One of our strengths is, we make really complicated storage look simple. We handle all the logistics behind the scenes whether [your content] is on LTO, LTFS, Tier 2, Tier 1, object storage, cloud storage, whatever. Our job is just to get the right stuff into the right creative people’s hands at the time they need it. So we have a nice, simple web interface that simplifies the massively complicated storage landscape in a cost-effective manner. We are just extending that with [the object-storage integration].
We also know that people buy storage and fill it up before they think about asset management, so we are looking to help fix that problem. If they have gazillions of tapes in Black Pearl or loads of [content] on S3, we’ve got to be able to bring that into our system and make that [media] usable. We’re trying to be the best [MAM] in the world at being a hybrid cloud/on-premises provider, so people have choices. We don’t insist, like some of the vendors, that everything must be in the cloud. In the end, it’s totally up to you.
AI and machine learning have been the most hyped tools in the broadcast industry in 2018. What are the specific AI-powered tools that can be used today in real-world content-management scenarios?
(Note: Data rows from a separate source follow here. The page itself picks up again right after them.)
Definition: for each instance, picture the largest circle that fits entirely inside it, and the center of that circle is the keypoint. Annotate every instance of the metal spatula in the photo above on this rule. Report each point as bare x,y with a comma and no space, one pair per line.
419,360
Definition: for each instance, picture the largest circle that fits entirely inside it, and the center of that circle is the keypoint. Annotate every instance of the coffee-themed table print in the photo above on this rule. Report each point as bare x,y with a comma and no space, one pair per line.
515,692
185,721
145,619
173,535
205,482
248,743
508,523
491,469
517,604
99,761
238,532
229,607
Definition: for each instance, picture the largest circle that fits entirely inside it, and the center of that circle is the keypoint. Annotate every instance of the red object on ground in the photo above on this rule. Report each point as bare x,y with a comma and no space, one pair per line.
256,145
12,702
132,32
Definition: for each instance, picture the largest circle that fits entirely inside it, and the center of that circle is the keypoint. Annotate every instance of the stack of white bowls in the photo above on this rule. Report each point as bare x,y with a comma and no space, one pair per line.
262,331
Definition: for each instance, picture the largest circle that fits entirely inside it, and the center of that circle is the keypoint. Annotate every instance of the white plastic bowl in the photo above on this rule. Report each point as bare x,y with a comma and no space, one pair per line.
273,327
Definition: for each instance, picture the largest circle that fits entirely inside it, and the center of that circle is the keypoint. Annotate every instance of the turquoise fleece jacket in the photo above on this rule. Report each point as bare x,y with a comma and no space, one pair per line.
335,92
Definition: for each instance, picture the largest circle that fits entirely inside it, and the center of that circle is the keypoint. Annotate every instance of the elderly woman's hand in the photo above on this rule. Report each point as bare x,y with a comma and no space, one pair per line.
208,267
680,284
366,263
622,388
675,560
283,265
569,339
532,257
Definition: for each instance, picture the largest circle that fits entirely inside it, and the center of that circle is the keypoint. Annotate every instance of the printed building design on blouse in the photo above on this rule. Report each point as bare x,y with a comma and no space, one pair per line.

One of the main technologies usable today, in our opinion, is speech-to-text. Now, speech-to-text [AI engines] are still rather poor quality, so it is not necessarily a [reliable] transcription or captioning tool yet. But, even if you just run [mediocre] speech-to-text and get what you can get out of the AI, that often unlocks your ability to search. So no good for transcription and captioning,= but not bad for search. Speech-to-text is very dependent on the quality of the recording, which is traditionally quite good in a sports environment. Imagine you have a large catalog of [tapes] that you are looking digitize. You can run it through some AI and immediately get some value out of it using speech-to-text. So we see speech to text as the most practical [AI tool] today, despite its limitations.